Gene regulatory networks (GRNs) describe how transcription factors, signaling molecules, and regulatory elements control gene expression patterns. Computational GRN inference reconstructs these regulatory relationships from data: co-expression networks identify genes that are coordinately regulated, ChIP-seq reveals direct transcription factor-target relationships, and perturbation experiments (knockouts, overexpression) establish causal regulatory links. Methods range from correlation-based (WGCNA) to information-theoretic (ARACNE, mutual information) to causal inference (Bayesian networks, Granger causality). GRNs explain how cells establish and maintain identity, respond to signals, and develop from undifferentiated precursors.
Build a small co-expression network from an RNA-seq time series using WGCNA: identify gene modules, find hub genes in each module, and check whether the hubs are known transcription factors. Then examine a published GRN for a well-studied system (e.g., embryonic stem cell pluripotency network) and trace how key transcription factors regulate each other in feedback loops.
A cell's identity — whether it is a neuron, a liver cell, or a stem cell — is defined by which genes it expresses. Gene regulatory networks are the wiring diagrams that control these expression patterns. Transcription factors bind to regulatory DNA elements and activate or repress their target genes, which may include other transcription factors, creating cascades and feedback loops that establish and maintain cell states. Understanding these networks is central to developmental biology, cancer research, and cellular reprogramming.

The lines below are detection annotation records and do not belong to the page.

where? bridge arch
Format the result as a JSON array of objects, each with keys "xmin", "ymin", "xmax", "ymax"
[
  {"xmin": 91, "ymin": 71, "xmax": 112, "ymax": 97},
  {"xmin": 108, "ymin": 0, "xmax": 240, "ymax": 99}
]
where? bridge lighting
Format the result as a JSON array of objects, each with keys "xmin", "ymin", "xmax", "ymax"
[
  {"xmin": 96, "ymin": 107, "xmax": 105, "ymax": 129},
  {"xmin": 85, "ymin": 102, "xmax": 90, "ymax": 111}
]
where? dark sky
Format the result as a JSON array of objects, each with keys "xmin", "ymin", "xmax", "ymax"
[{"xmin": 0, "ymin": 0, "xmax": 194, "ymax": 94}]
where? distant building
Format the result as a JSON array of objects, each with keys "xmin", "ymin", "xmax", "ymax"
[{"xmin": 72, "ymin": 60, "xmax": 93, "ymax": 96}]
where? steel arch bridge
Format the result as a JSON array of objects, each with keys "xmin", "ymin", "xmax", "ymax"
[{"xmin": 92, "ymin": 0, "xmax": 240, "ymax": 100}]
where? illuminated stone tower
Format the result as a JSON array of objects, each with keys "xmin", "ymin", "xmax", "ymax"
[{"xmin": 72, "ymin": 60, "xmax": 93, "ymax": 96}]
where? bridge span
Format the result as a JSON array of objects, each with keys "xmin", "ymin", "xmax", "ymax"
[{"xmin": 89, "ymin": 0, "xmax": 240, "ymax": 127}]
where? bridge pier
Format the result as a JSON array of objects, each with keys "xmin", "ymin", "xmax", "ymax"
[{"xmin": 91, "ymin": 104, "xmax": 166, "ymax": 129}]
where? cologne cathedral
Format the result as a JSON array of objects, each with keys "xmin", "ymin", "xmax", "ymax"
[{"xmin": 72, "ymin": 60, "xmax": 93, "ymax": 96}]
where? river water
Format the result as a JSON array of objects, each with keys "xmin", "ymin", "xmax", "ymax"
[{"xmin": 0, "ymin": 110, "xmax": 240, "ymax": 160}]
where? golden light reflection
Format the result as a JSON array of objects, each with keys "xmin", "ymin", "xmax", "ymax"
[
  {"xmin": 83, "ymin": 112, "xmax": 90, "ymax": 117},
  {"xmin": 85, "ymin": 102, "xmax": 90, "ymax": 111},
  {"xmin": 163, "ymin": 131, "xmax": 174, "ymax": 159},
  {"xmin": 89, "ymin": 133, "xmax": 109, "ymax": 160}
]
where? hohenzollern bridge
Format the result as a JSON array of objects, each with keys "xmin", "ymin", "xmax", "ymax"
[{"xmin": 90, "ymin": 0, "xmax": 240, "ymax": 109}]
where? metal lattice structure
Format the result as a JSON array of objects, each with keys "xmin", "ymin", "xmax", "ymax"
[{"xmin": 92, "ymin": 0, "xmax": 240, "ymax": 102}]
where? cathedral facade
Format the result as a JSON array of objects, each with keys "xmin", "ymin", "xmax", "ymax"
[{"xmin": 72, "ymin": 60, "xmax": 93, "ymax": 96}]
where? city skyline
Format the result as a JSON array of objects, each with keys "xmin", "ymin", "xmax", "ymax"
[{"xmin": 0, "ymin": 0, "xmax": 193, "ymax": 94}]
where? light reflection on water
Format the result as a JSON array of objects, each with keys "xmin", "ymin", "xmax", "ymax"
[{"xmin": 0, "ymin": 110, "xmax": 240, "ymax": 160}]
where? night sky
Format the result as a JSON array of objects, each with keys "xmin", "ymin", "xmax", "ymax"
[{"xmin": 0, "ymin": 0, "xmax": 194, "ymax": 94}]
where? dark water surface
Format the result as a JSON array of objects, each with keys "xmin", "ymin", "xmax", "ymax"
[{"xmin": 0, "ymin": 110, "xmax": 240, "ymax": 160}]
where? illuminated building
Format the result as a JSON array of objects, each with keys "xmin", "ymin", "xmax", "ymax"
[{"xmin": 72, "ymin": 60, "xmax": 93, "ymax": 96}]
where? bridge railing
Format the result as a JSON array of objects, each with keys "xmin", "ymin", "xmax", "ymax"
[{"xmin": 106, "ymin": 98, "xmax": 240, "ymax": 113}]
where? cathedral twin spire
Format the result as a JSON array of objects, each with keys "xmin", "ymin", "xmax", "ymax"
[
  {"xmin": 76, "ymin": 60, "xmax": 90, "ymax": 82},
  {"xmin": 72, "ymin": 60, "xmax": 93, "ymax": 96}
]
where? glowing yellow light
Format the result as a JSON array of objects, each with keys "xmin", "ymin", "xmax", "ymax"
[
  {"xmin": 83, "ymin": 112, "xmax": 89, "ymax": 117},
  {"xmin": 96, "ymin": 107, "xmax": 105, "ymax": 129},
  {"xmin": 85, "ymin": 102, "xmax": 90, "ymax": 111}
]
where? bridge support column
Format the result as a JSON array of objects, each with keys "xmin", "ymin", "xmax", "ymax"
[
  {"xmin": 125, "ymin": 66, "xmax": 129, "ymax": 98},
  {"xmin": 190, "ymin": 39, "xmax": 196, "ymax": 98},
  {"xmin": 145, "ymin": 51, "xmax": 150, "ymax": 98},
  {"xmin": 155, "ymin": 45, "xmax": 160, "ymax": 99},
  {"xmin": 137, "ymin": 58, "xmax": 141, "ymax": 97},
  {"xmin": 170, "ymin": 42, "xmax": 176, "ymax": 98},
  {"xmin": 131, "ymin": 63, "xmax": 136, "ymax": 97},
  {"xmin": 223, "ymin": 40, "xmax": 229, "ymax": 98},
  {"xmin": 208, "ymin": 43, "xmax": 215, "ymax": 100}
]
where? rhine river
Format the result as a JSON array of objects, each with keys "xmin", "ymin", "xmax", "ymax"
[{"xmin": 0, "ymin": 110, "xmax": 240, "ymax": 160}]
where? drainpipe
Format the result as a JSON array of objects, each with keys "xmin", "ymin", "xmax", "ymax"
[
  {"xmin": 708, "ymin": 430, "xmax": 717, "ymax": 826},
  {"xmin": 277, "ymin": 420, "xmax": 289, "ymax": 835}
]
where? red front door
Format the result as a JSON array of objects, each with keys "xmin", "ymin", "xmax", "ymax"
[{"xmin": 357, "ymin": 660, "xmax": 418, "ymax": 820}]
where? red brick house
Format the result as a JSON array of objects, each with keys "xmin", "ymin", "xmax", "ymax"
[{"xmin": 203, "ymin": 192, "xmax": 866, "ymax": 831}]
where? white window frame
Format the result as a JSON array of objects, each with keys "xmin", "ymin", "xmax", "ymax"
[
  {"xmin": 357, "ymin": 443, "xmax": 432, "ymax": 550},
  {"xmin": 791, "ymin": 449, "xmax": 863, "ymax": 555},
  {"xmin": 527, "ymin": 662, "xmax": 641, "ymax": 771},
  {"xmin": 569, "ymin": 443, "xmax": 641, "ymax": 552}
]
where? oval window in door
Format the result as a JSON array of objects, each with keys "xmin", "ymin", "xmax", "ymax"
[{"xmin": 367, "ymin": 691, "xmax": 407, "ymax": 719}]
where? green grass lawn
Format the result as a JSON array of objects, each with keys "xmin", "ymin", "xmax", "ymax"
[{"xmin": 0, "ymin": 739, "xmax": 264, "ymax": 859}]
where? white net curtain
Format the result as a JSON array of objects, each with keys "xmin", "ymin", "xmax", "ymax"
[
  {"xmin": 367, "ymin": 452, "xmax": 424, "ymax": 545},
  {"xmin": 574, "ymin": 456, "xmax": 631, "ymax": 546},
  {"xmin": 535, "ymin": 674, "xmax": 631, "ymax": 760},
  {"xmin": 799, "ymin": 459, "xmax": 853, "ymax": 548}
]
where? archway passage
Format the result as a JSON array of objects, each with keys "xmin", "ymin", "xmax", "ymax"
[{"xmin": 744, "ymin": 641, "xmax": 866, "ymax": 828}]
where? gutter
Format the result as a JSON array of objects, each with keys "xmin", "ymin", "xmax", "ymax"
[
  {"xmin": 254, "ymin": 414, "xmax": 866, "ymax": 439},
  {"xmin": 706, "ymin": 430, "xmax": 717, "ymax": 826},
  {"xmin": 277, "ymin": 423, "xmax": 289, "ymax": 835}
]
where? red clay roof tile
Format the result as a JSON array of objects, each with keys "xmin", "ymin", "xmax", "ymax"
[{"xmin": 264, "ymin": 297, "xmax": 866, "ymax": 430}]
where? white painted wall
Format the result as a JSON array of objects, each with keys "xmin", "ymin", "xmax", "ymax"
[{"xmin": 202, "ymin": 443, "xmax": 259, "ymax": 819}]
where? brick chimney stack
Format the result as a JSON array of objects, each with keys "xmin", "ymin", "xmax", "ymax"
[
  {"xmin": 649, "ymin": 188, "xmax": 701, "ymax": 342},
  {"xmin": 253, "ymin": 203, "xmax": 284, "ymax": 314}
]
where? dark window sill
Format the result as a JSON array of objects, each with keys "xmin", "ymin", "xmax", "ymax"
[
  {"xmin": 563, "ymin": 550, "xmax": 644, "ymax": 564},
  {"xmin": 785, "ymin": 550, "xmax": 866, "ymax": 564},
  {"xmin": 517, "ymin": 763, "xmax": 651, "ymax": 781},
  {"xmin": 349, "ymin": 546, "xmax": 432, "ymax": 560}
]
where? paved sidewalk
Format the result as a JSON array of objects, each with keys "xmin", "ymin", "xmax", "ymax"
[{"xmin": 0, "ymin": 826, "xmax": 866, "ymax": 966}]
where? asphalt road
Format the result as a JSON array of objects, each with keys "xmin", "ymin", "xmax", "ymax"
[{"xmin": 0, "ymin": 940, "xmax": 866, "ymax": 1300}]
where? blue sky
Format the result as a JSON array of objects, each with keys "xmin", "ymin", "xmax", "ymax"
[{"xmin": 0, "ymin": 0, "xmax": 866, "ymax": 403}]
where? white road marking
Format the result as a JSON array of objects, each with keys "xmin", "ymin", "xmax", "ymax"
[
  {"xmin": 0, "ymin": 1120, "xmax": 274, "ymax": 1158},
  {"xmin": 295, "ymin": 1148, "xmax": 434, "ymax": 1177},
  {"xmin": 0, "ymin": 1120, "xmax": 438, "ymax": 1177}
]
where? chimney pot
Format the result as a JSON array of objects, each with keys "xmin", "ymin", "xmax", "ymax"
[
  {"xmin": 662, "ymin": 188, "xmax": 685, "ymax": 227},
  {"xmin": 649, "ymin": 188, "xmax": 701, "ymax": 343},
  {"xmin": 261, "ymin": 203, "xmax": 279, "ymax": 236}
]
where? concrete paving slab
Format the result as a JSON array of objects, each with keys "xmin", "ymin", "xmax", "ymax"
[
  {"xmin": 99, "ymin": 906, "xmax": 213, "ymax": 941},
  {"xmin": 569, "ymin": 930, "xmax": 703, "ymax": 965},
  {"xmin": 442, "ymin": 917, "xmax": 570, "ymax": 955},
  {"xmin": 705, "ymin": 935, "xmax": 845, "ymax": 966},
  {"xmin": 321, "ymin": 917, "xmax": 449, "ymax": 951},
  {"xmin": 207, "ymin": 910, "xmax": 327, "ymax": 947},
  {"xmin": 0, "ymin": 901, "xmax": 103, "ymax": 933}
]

Co-expression network analysis is the most accessible entry point. Given expression data across many conditions or time points, genes that consistently rise and fall together are grouped into modules. WGCNA (Weighted Gene Co-expression Network Analysis) is the standard tool: it computes pairwise correlations, applies a soft threshold to create a weighted network, and identifies modules using hierarchical clustering. Hub genes — those with the highest connectivity within a module — are candidates for key regulators. If a module's hub is a known transcription factor with binding motifs enriched in the promoters of module members, the evidence for a regulatory relationship strengthens. But co-expression is correlation, not causation, and the network represents co-regulation patterns, not direct regulatory wiring.
Direct regulatory inference requires additional data. ChIP-seq maps where transcription factors bind across the genome, identifying potential direct targets. Motif analysis scans promoter and enhancer sequences for transcription factor binding site matches. Perturbation experiments — CRISPR knockouts, siRNA knockdowns, inducible overexpression — measure the functional consequence of changing a regulator's activity. The most powerful GRN inference integrates all three: expression data (which genes change), binding data (which genes are directly bound), and perturbation data (which changes are caused by the regulator). Methods like CellOracle and SCENIC combine these data types to build context-specific regulatory networks.
The resulting networks reveal fundamental organizational principles. Feedforward loops (regulator A activates B, and both A and B activate C) filter transient signals and ensure robust activation. Feedback loops (A activates B, B represses A) create oscillations or bistable switches. Master regulators — transcription factors at the top of regulatory hierarchies — can reprogram cell identity when ectopically expressed (as demonstrated by the Yamanaka factors that convert fibroblasts to induced pluripotent stem cells). Network topology analysis identifies these key nodes, prioritizes therapeutic targets in disease, and provides the mechanistic framework for understanding how genotype (variants in regulatory elements) connects to phenotype (altered gene expression programs and cellular behavior).